I pull up next to him and blow off to attempt to egg him on. This guy thinks I seriously want to race him! He floors it and pulls away while I smirk. I pull up and blow off again, and he floors it again and pulls away. Why am I doing this? Because 2 miles ahead the speed limit tapers down to 45, and I am praying that tonight the usual cop that hides in the Chrysler dealer parking lot is waiting. We come down the hill towards the dealership and I pull up next to the guy and blow off again. He hammers his pedal down again, and I see the orange glow of the Crown Vic's marker lights while it's parked right next to a brand new Challenger. Middle finger minivan passes by the cop doing easily 70 in a 45 while I already slowed to 45 and went in the passing lane a 1/4 mile ago. The cop pulls out next to me, and passes me in the right lane like he's on a mission. By now the van is easily 1/2 mile ahead of us and is picking up speed as the 45mph zone ended. The cop throws on his lights and he pulls the van over about a mile down the road.
I hope that ball bag got a HUGE ticket. I also hope he hit a deer and totalled his van on his way home after getting that ticket.

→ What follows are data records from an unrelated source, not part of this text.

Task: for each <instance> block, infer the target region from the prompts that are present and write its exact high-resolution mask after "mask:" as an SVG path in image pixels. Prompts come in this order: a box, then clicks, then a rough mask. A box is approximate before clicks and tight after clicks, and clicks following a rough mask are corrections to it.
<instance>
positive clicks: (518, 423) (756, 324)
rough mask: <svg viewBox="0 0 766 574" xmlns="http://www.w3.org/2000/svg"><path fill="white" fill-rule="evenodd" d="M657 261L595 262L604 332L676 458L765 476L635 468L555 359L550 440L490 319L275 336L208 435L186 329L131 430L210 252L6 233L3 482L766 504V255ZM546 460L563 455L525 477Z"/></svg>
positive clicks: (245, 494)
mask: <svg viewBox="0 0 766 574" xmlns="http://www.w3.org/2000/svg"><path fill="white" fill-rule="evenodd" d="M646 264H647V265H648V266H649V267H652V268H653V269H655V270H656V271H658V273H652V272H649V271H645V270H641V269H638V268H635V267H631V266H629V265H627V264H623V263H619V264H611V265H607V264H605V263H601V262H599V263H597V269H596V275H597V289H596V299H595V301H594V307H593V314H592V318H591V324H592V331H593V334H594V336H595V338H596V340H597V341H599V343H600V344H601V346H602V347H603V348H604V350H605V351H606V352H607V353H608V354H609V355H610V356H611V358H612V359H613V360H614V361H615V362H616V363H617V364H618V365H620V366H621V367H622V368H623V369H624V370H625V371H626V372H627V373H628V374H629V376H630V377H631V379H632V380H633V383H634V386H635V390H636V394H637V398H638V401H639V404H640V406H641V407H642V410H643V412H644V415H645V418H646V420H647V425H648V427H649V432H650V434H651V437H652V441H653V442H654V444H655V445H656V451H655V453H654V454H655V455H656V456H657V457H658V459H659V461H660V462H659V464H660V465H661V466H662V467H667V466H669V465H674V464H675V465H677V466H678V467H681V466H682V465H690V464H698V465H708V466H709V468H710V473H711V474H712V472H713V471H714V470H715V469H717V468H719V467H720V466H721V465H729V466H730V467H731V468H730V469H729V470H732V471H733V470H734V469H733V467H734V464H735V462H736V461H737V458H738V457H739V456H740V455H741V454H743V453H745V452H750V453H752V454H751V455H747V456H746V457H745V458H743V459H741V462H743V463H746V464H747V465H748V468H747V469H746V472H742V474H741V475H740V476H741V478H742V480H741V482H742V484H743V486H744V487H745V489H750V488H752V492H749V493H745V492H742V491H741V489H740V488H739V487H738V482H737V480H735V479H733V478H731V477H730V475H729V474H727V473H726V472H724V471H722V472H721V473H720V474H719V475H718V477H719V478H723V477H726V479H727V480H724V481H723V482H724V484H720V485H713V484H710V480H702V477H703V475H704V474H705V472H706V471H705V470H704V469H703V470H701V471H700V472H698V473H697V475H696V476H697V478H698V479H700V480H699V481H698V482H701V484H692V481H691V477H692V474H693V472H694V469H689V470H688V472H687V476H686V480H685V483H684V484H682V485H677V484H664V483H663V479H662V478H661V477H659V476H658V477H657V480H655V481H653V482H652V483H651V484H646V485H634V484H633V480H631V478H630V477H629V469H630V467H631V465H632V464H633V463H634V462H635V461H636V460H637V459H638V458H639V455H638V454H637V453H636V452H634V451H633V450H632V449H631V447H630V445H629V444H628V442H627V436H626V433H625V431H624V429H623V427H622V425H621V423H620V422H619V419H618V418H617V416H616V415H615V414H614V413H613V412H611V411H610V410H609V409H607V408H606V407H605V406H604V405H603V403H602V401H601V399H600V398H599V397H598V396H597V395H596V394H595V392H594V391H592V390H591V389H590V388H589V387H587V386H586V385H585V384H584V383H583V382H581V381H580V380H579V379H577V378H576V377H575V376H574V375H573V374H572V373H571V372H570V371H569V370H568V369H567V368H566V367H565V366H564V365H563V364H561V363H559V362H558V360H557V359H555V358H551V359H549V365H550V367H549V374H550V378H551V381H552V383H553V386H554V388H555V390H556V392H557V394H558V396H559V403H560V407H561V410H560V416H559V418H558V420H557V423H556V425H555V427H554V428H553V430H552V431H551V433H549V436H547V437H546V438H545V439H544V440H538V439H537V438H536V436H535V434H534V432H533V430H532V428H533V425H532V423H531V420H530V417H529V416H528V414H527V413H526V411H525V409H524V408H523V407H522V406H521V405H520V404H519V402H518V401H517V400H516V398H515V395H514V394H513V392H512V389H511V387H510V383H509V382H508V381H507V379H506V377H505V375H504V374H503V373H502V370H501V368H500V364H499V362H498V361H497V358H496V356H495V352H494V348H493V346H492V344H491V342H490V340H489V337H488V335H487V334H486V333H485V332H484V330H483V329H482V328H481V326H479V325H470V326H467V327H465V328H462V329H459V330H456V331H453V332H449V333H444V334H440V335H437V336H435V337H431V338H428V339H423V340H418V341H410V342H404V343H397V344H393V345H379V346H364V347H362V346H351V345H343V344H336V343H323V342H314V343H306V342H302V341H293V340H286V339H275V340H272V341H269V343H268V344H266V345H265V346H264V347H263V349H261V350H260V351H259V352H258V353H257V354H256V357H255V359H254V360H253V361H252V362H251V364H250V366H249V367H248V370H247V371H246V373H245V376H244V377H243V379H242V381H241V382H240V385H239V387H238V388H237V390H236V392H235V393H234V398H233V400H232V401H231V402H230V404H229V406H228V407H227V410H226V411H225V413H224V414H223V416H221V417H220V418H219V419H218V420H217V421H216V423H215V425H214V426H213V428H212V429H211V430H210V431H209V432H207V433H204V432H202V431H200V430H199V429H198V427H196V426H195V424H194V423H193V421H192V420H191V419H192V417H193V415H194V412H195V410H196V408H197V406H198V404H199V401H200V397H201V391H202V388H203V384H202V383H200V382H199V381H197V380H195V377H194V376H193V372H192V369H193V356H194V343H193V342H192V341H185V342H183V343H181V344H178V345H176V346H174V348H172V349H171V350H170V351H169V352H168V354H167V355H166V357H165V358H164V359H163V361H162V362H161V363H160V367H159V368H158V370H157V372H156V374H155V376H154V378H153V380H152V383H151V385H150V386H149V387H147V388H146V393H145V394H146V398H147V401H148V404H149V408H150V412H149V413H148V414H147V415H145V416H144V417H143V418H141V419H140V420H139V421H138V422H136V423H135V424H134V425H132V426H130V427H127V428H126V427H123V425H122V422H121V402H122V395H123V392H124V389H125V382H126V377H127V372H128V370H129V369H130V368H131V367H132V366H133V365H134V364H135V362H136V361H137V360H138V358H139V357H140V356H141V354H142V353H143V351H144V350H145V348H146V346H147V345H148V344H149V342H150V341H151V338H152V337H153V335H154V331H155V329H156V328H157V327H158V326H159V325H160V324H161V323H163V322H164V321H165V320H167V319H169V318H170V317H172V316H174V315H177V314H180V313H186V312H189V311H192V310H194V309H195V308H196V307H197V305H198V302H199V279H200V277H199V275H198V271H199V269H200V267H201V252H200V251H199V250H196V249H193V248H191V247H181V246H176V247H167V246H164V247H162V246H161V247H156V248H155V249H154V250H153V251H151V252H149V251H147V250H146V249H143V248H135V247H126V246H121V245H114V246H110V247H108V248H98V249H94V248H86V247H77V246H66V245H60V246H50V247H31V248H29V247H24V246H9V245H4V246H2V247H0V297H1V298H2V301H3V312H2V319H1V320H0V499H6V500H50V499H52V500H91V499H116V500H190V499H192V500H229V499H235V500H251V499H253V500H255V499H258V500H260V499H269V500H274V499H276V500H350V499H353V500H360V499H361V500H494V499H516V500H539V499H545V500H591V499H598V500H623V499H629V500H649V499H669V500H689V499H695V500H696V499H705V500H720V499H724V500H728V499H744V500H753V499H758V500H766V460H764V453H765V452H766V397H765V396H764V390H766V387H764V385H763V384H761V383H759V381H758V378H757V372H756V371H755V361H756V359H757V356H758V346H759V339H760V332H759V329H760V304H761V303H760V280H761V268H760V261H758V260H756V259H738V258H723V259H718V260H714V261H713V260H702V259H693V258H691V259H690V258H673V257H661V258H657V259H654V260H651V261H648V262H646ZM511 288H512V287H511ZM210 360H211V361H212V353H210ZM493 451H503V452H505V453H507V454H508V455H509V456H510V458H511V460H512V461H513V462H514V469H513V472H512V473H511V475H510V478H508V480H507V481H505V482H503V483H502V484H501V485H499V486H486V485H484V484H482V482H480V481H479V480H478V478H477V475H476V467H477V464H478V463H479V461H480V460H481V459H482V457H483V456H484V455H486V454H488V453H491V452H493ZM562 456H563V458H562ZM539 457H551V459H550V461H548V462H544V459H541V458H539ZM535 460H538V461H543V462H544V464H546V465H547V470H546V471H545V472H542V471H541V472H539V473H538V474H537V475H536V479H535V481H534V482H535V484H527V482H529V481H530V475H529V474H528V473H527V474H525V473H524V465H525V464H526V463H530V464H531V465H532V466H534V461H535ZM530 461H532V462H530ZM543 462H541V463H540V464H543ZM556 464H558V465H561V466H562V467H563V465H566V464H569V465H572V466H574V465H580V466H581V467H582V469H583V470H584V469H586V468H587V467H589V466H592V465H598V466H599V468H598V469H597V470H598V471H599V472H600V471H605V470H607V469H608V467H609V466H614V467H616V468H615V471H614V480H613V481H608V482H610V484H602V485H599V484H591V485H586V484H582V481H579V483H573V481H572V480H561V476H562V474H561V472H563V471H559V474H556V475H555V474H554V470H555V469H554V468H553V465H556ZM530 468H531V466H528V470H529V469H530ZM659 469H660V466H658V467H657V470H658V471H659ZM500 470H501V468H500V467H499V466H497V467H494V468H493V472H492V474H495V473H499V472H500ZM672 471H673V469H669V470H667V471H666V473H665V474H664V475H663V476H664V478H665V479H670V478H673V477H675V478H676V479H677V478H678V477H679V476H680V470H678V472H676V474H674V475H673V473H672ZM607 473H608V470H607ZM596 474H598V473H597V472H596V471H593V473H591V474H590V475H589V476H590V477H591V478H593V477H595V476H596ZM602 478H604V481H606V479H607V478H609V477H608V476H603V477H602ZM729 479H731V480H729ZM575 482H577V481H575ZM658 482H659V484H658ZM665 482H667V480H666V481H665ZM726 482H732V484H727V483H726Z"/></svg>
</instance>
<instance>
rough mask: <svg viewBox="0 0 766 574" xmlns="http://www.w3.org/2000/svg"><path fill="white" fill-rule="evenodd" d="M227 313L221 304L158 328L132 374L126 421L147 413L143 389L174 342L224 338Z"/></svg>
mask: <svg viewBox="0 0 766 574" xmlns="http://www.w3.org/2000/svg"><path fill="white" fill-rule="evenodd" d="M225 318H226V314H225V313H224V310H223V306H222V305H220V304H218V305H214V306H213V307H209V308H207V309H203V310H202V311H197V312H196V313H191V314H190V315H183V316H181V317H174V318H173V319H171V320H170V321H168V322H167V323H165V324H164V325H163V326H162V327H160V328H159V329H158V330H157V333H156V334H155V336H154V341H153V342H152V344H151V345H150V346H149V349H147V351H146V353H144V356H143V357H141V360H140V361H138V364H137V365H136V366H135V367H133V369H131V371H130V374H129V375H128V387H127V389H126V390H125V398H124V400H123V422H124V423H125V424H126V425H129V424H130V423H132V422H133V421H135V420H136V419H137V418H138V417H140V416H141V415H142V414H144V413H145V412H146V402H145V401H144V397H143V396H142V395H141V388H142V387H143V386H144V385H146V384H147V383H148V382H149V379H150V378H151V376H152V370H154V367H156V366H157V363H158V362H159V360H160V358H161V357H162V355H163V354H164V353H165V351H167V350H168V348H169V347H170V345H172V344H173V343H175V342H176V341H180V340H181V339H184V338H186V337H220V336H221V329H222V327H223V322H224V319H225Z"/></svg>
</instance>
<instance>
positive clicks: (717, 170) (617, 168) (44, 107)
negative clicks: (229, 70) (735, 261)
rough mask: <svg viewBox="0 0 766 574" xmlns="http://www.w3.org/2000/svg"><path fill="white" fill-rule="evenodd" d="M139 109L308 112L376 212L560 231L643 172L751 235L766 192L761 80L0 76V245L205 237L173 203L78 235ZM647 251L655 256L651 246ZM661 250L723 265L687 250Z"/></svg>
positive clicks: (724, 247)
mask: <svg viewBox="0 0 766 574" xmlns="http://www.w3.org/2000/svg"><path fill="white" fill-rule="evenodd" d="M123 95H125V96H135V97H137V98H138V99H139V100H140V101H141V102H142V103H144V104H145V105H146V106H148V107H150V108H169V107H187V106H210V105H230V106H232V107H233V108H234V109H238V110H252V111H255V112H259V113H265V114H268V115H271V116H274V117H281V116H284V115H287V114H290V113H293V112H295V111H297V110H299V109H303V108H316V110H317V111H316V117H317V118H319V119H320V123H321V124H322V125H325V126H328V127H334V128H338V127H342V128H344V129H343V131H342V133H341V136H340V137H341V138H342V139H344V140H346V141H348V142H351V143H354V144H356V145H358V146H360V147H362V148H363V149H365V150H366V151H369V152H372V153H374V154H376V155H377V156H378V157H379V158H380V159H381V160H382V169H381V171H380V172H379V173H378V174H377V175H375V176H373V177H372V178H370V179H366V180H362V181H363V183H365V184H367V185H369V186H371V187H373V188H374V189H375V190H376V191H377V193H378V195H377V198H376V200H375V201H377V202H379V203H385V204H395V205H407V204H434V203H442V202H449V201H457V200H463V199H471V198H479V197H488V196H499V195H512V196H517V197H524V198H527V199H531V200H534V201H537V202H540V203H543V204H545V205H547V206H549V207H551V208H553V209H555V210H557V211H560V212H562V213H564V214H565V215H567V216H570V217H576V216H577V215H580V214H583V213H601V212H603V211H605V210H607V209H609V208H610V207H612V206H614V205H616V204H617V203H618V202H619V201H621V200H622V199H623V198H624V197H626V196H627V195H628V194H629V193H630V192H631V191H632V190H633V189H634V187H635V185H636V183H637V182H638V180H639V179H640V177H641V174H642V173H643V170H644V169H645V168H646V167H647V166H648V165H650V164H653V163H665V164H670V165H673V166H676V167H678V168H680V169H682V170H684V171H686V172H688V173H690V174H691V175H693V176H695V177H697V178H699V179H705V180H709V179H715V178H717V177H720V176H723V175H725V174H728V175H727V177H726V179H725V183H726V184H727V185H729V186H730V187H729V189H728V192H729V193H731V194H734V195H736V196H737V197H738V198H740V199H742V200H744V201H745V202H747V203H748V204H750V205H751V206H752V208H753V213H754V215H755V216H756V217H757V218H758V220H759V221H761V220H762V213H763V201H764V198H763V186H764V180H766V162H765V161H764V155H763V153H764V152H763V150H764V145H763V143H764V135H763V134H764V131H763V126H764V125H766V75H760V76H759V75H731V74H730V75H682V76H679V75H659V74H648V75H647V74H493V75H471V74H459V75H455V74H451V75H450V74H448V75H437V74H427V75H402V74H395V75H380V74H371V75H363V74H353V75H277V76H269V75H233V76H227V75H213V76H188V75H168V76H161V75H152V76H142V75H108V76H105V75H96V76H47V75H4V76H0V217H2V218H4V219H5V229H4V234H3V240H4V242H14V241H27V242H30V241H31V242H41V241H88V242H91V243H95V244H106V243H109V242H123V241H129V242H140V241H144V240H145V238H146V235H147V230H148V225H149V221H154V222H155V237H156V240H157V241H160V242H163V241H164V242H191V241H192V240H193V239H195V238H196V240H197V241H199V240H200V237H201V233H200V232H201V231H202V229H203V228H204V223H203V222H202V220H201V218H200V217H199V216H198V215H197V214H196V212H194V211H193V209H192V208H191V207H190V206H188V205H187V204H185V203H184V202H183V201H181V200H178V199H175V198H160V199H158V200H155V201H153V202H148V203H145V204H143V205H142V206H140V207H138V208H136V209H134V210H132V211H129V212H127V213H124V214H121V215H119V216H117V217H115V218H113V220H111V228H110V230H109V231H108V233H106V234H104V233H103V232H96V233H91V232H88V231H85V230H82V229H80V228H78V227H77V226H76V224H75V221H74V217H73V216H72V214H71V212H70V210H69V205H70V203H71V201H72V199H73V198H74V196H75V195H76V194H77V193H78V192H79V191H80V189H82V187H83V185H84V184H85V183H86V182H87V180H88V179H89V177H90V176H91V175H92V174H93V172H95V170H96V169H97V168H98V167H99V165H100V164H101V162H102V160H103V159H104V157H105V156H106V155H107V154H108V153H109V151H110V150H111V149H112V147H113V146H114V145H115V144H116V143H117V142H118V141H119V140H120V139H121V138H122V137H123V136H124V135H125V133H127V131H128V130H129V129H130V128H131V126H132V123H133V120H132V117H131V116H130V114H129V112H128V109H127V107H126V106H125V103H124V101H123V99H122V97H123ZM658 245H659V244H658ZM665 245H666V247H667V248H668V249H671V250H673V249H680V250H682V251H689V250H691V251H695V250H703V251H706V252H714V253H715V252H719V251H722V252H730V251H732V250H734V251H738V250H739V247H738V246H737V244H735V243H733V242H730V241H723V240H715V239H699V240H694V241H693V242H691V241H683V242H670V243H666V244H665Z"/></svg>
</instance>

Either way I laughed all the way home.

I've done similar things to two seperate BMW drivers and both proceeded to get pulled over. It's an epic feeling- knowing where the cops sit and taunting douchebags before getting to the known hotspots is :giggle:




My thing I hate more than tailgaters are the masses of selfish dickbags who think it looks cool and is a good idea to put HID lighting in standard headlights and proceed to blind everone. It really sucks that cops don't crack down on this either. I swear I am going to resort to getting one of those insane blue or green laser pointers and aiming them at the driver's face for having blue/purple/pink HIDs in their sh!tty cars with sh!tty reflector housings. Just a quick burst so they will hav less of a chance at knowing where it came from.